Miguel Anxo Bastos Boubeta
O declínio do aforro
Leo notícias preocupantes sobre o declínio do aforro entre a população espanhola, acompanhado por um aumento muito substancial dos gastos correntes financiadas através de diferentes instrumentos de crédito. Poder-se-ia pensar que o que é preocupante é o declínio do hábito de economizar, que poderia ser devido a uma diminuição dos salários reais por causa da inflação, do aumento do preço da vivenda e do aluguer , ou do estancamento dos salários. Desta forma, a população teria menos recursos e responderia consequentemente mantendo os níveis atuais de consumo e sacrificando a poupança. Mas isso não se encaixa bem com o aumento do consumo a crédito, que aumentou substancialmente, e isso é o que pode ser mais preocupante, pois implica uma mudança de valores, não algo derivado de uma má situação económica concreta. Implica que muitos consumidores têm capacidade de aforro, pois, caso contrário, não poderiam financiar os seus créditos, mas preferem não adiar os seus consumos, mas realizá-los instantaneamente, à custa de os comprar muito mais caros, por terem de os financiar e pagar juros que, como se sabe, não são precisamente baixos.
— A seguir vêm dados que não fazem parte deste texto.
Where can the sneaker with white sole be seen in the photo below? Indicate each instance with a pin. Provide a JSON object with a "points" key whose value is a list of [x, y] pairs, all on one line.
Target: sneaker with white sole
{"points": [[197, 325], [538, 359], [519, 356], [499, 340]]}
A antiga cultura do aforro ensinava primeiro a aforrar e depois a comprar, e se fosse bem planejada, ajudada pelos juros gerados . Por exemplo, a Ford estabelecia um plano de poupança para quem queria adquirir seus automóveis, de forma que o comprador depositava mensalmente uma quantia em uma conta para tal fim e, ao fim de alguns anos, entre as economias e os juros, podia comprar o carro. Antigamente, também não se adquiriam a crédito bens de consumo corrente, muito menos bens efémeros como viagens ou banquetes, apenas bens duradouros como vivendas s ou bens que tinham algum tipo de capacidade produtiva, como as famosas máquinas de costura Singer, pioneiras neste tipo de financiamento, de tal forma que poderíamos dizer que eram créditos que se pagavam a si próprios. Mas, com o tempo, esses velhos princípios foram sendo abandonados devido a muitos fatores, desde as políticas fiscais e inflacionistas dos governos até mudanças na mentalidade social que nos levaram à cultura atual, na qual se prima a gratificação instantânea dos prazeres, o famoso carpe diem de hoje, que tem pouco a ver com o que o poeta romano Horácio queria expressar na sua época.
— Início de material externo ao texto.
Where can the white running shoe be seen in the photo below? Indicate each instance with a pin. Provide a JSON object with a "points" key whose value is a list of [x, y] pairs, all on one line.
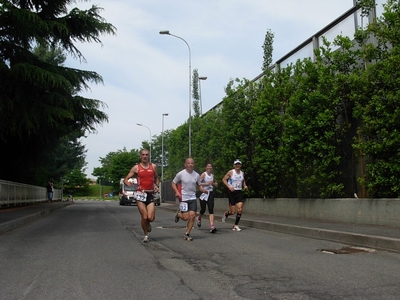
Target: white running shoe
{"points": [[187, 237], [177, 216], [236, 228]]}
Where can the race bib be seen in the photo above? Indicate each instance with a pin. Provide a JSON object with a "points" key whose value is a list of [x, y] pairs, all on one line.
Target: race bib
{"points": [[183, 206], [140, 196]]}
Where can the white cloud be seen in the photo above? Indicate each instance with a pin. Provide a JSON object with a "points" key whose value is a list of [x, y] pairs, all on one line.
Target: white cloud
{"points": [[146, 74]]}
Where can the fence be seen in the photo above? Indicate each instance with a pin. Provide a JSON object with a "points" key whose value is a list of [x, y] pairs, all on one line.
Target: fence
{"points": [[14, 194]]}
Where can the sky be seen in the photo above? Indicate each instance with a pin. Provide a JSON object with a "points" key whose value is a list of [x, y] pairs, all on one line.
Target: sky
{"points": [[147, 74]]}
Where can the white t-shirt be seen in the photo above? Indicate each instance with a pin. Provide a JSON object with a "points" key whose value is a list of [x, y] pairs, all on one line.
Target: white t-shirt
{"points": [[236, 180], [189, 183], [207, 178]]}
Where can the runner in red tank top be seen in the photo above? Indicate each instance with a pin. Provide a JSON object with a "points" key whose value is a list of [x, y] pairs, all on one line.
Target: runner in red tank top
{"points": [[147, 184]]}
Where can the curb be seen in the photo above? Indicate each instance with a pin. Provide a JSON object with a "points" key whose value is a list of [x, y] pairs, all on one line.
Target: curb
{"points": [[355, 239]]}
A consequência é que, hoje em dia, o aforro é uma virtude em desuso, o que pode ter consequências muito graves não só para o desenvolvimento económico do país a curto prazo, mas também para a manutenção do nível de vida atual. Não só torna as pessoas imprevisíveis e vulneráveis a qualquer reviravolta da sorte, que neste caso será agravada, não só pela falta de recursos para enfrentá-la, mas também porque nos apanhará com dívidas. Além disso, deparamo-nos com uma população pouco habituada a fazer sacrifícios, ao contrário das populações do passado, que sabiam lidar culturalmente melhor com as adversidades, e o que é pior, percevem esses sacrifícios como algo negativo. Economicamente, retira os recursos necessários para adquirir ou renovar os bens de capital necessários para enfrentar os desafios de competitividade que as sociedades ocidentais enfrentam, pois esses recursos são agora dedicados a consumos efémeros. As nossas sociedades terão de competir com populações como a chinesa, que está entre as sociedades mais aforradoras do mundo, e intuo que, se não mudarmos os valores, sairemos a perder. É por isso que estas notícias, aparentemente inofensivas, podem causar tanta preocupação.